The captain announced the final descent into Rome, so the conversation came to an end.
“Don’t think you are done telling me about this. I want the scoop on all the pacts. Especially the one that led you to the Rolex store and me,” Sophie said with a wink as she stowed her things and sat up straight in her seat, preparing for landing. To her surprise, Fernando reached over and held her hand, entwining their fingers.
“I don’t believe in luck, but holding your hand has kept me calm thus far, so why stop now? And I’m enjoying holding my girlfriend’s hand.
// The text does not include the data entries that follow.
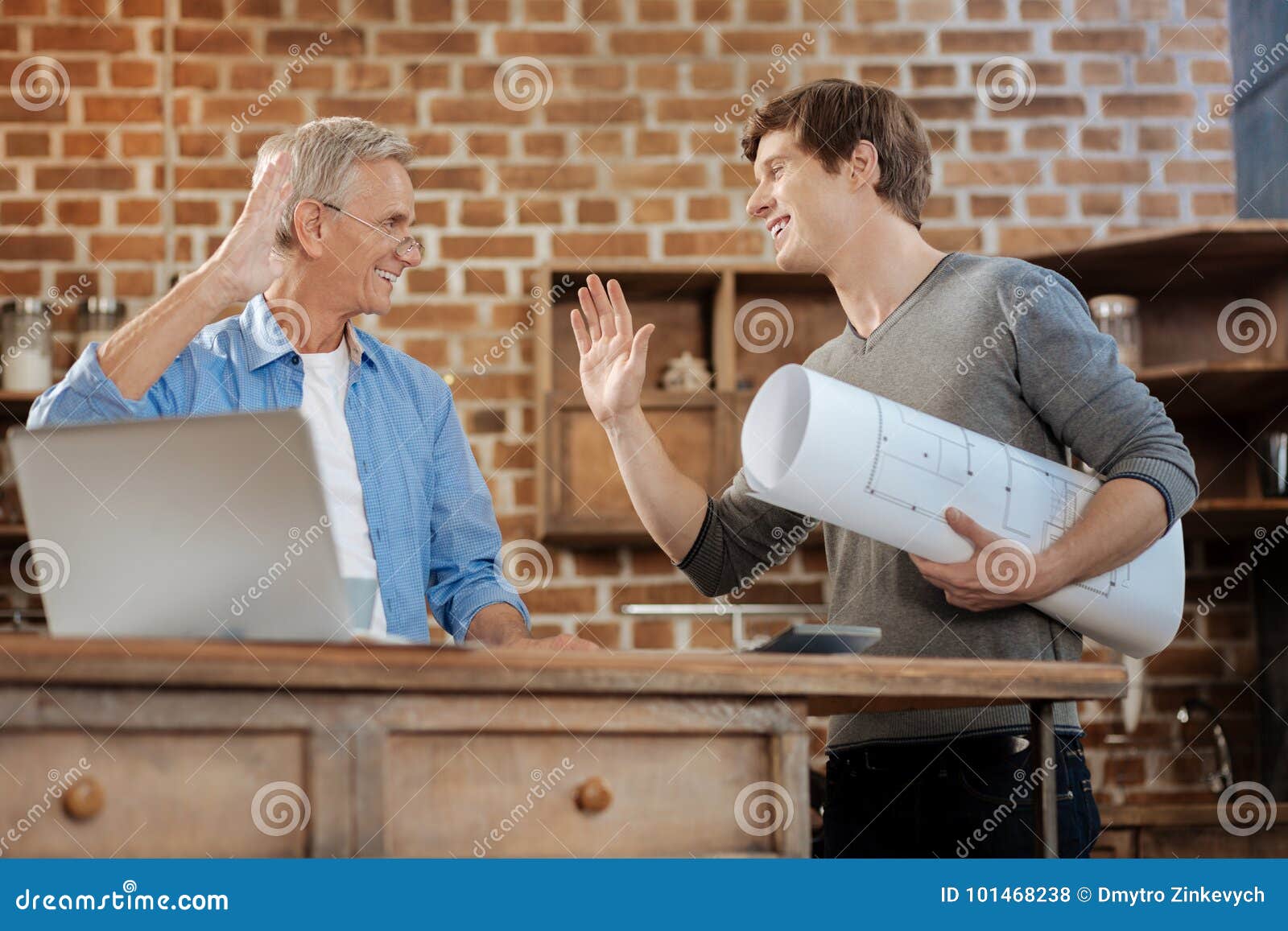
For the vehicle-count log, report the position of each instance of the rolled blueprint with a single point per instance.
(849, 457)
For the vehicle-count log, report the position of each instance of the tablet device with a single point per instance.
(822, 639)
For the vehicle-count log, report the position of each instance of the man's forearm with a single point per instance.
(497, 624)
(138, 353)
(1120, 523)
(670, 504)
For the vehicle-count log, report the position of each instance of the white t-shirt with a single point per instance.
(326, 383)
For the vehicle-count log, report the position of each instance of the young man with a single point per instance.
(843, 171)
(325, 236)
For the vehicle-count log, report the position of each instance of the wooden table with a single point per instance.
(184, 748)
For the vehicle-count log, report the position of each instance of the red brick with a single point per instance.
(36, 248)
(487, 246)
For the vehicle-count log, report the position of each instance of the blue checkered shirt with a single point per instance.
(429, 512)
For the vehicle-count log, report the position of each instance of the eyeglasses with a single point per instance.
(405, 245)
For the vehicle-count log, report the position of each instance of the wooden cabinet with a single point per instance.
(148, 793)
(1214, 315)
(285, 750)
(1184, 830)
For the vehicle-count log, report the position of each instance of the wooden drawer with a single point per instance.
(513, 795)
(163, 795)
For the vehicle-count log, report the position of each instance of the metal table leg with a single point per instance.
(1042, 744)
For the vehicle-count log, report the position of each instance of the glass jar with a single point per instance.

How is it working for you, honestly?” Fernando’s heart was racing; he was going to blame it on the plane’s impending landing and not the possible rejection he had just set himself up for.
“I’m finding that holding your hand is quite enjoyable and has a calming effect on my nerves as well,” Sophie admitted.
Fernando turned to look out the window but smiled secretly to himself. The thought that she was enjoying his touch was exhilarating. Still, if it calmed her nerves, she was in a very different place in their fake relationship than he was. The touch of her skin made him calm and energized at the same time. He felt like a teenager with his first crush, and he wasn’t sure what to do about it. Gabe had told him to open himself up and be decisive in the next twenty-one days or risk losing Sophie forever. The latter was unthinkable, but so was the first. Every time he opened himself up to a woman, they trampled his heart. Hannah had put him back together again. He wasn’t sure he would ever, could ever, risk it again. But for Sophie, he would try.